Für Joachim war klar, dass sein Knie irgendwann gegen die aufgezwungene Belastung rebellieren würde. So befreite er sich von allen Zwängen, eine bestimmte Zeit erreichen zu wollen. Als nach 30 km das rechte Knie bereits angeschwollen war, ging es „nur“ noch darum, die restlichen 60 Kilometer irgendwie zu bewältigen. Glücklicherweise war Joachim noch in der Lage, die Bergabpassagen zu laufen. Dank des Eissprays der offiziellen und inoffiziellen Helfer und dem gelenkschonenden „Traben“ gelang es auch Joachim, den Zielbogen in Durban in der Zeit von 9:47:45 h zu passieren (Platz 6043 Overall und Platz 684 in der AK).
Zu diesem Zeitpunkt waren die Siegerin Gerda Steyn in 5:51:19 h und der Sieger Tete Dijana in 5:25:28 h längst geduscht. Beide Leistungen sind noch höher zu bewerten, wenn man sich vor Augen führt, dass Tete Dijana durchschnittlich eine Marathonzeit von ca. 2:32 h auf 90 km gelaufen ist und Gerda Steyn entsprechend ca. 2:45 h! Besondere Erwähnung verdient auch der 83-jährige Südafrikaner Johannes Mosehla, der das Ziel in 11:47h erreichte und zu Recht mit tosendem Applaus empfangen wurde.

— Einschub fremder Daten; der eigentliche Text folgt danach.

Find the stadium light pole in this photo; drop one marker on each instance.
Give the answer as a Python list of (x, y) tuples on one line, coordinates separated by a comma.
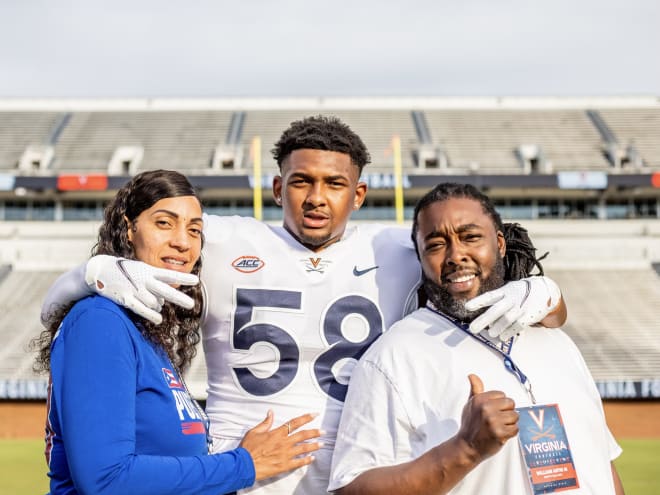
[(257, 200)]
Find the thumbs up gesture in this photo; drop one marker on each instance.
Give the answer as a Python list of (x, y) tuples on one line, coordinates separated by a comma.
[(489, 419)]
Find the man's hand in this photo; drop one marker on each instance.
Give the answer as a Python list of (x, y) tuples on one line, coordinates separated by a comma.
[(489, 419), (137, 286), (515, 306), (281, 449)]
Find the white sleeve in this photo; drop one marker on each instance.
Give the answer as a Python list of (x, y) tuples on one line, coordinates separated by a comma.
[(374, 431), (613, 447), (69, 287)]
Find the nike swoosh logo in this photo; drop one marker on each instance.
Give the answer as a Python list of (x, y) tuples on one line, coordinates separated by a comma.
[(359, 273)]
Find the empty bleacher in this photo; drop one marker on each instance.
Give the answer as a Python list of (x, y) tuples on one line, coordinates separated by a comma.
[(21, 293), (181, 140), (18, 130), (375, 127), (613, 320), (639, 127)]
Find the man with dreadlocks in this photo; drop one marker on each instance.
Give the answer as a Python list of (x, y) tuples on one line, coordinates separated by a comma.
[(417, 418), (290, 308)]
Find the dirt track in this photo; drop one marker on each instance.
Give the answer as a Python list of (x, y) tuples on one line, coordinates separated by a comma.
[(626, 419)]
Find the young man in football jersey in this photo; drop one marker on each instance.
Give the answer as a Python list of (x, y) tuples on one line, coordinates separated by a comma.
[(291, 308)]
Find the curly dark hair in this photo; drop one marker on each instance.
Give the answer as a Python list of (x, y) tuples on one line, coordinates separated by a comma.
[(520, 258), (320, 132), (179, 332)]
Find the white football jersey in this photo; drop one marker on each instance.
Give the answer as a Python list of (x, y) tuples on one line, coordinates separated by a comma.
[(284, 327)]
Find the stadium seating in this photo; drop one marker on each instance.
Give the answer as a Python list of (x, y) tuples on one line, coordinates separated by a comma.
[(182, 140), (375, 127), (18, 130), (639, 127)]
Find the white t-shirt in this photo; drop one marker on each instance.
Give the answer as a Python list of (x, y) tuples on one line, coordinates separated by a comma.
[(284, 326), (408, 392)]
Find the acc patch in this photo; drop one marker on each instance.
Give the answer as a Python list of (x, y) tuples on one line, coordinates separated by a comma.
[(248, 264)]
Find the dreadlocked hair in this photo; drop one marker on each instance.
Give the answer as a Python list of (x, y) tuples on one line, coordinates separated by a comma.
[(520, 259), (178, 334), (325, 133)]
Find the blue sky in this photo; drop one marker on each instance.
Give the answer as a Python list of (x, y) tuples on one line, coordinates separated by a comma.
[(206, 48)]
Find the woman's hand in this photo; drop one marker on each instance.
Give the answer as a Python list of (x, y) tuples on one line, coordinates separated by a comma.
[(281, 449)]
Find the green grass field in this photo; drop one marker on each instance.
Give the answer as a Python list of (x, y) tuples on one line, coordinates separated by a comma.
[(23, 469)]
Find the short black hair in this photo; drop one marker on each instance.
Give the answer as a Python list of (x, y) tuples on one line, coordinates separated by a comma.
[(321, 132), (519, 260)]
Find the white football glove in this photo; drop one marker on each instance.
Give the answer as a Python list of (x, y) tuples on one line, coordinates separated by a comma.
[(514, 306), (137, 286)]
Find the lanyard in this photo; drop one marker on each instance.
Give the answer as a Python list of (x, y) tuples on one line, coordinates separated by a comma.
[(509, 364)]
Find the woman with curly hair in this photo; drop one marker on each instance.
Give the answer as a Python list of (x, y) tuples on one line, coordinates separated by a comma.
[(120, 418)]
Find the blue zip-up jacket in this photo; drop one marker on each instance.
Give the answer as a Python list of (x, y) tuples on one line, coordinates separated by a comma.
[(120, 420)]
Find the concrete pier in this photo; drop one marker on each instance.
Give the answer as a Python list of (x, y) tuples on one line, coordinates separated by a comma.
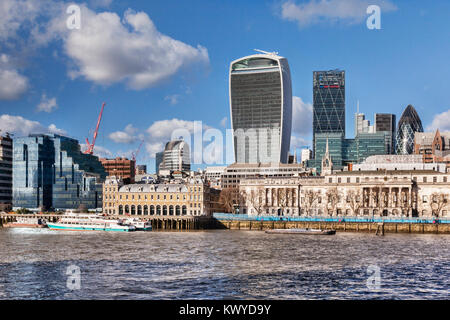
[(338, 226)]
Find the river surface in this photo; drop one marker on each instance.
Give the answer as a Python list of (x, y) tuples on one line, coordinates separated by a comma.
[(222, 264)]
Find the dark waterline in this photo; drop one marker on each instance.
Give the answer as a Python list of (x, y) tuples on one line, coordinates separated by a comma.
[(221, 265)]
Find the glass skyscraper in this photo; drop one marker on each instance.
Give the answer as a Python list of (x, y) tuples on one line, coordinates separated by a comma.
[(261, 108), (328, 103), (50, 172), (408, 124)]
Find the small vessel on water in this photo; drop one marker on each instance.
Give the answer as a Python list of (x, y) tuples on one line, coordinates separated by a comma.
[(27, 222), (139, 225), (306, 231), (89, 222)]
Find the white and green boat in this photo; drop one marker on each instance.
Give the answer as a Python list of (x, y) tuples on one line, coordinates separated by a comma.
[(88, 222)]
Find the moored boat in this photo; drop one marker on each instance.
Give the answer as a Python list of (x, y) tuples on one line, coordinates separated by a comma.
[(26, 222), (305, 231), (139, 225), (89, 223)]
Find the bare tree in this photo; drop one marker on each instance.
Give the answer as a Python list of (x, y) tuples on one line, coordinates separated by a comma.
[(332, 199), (257, 199), (355, 200), (227, 199), (438, 202), (311, 197)]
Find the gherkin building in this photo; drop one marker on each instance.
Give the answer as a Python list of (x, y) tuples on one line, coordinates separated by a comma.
[(408, 124)]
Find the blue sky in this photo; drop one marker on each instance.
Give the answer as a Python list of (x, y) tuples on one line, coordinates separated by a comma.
[(69, 73)]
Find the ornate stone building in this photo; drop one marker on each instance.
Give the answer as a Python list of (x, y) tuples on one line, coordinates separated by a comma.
[(192, 197), (423, 193)]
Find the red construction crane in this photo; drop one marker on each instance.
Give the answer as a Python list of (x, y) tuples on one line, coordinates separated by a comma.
[(90, 146), (134, 155)]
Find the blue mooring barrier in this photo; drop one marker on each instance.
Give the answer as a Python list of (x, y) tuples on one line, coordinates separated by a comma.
[(246, 217)]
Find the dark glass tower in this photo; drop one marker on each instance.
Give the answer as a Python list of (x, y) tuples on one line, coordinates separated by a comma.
[(49, 171), (408, 124), (328, 103), (385, 122)]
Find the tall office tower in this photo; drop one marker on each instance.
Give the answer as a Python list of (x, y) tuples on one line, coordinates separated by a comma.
[(328, 103), (408, 124), (362, 125), (176, 156), (5, 172), (50, 171), (261, 108), (385, 122)]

Noch eine abschließende Bemerkung zu den Zuschauern und ihrem speziellen Humor. Wenn man nach einem Kilometer mit „almost there“ angefeuert wird, fragt man sich, wie „nett“ das wirklich gemeint ist! Auf Plakaten, die auf den Bergabpassagen mehrfach zu sehen waren, stand (sinngemäß), dass Zehnägel nur etwas für „looser“ wären. Einen Tag nach dem Lauf hat sich dann herausgestellt, dass Beatrix und Joachim nicht zur Kategorie „looser“ gehören.